By Kelsey Archer Barnhill
The participants for Leg 1 have now boarded the Sarmiento de Gamboa!
This morning we welcomed the new science team on board the ship in Las Palmas, Gran Canaria. I was quite envious to see their luggage lifted up to the ship via crane. I certainly could have used that when I lugged my 30 kilo suitcase onto the vessel in Vigo!
It was great to see everyone in person and meet our new colleagues. There were also some on board reunions as one of my PhD supervisors Murray Roberts and my friend and fellow PhD student Daniëlle De Jonge joined the expedition. Bea and I helped show people to their rooms and pointed them in the right direction. It definitely took us a few days, but we now know the ship very well!
As the back deck can be very noisy as we sail, I took advantage of the relative quiet on board and recorded some video explainers about the equipment on board. Shortly there will be videos available explaining the Autosub6000 – featuring NOC’s AUV Operation Team’s Engineering Manager Daniel Roper – and the three types of benthic landers – featuring iAtlantic Fellow and Heriot-Watt University PhD student Daniëlle De Jonge.
Bea, the ROV pilots and I had the morning to ourselves as the new participants gathered in the dining room to watch the safety briefing video.

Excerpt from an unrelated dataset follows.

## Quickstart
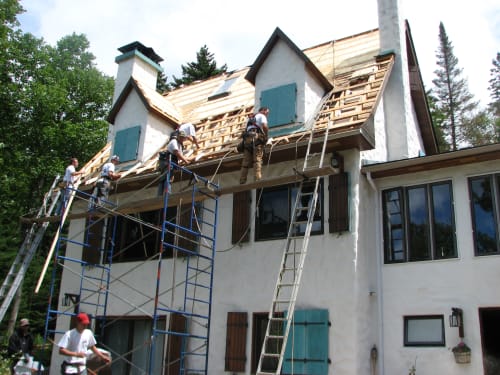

After the briefing, they also got the chance to don the immersion suits and life vests. It wasn’t too long after the lights on everyone’s life vests had been checked that we prepared to set sail. Everyone takes the final moments before entering the high seas to take advantage of cell service for the last time and calls their friends or family. I took the time to call my parents back home in San Diego, who were happy to hear from me despite it being before 7:00 AM their time! There is a phone on the ship that we are able to use to call internationally, but as this is a shared phone for everyone on board it is used in moderation. I’ve only used it once with little success, but this was likely because I tried to receive a call from my partner who is on board a ship off Australia! Clear ship to ship calling from halfway across the world seems to still be beyond current technological capabilities! Our IT technician Rodger had good news for us though, as our internet capabilities have been improved for this leg of the cruise. Hopefully that will make it a bit easier for me to get these blog posts sent out!
Around 15:00 we had a pilot board the ship to get us out of the port and left Las Palmas behind quite quickly as we travelled at 8 knots. It was exciting to see the pilot make the transfer from our ship to a smaller vessel once his job on the Sarmiento de Gamboa was completed. After enjoying the view as we set sail, everyone got to work organising the lab and assembling their equipment. Now people are settling into their rooms and working on getting their sea legs. With the ROV, Autosub6000, and three different landers on deck alone, without even mentioning the multi-corer and conductivity-temperature-depth (CTD) instrument, there won’t be a dull moment on board!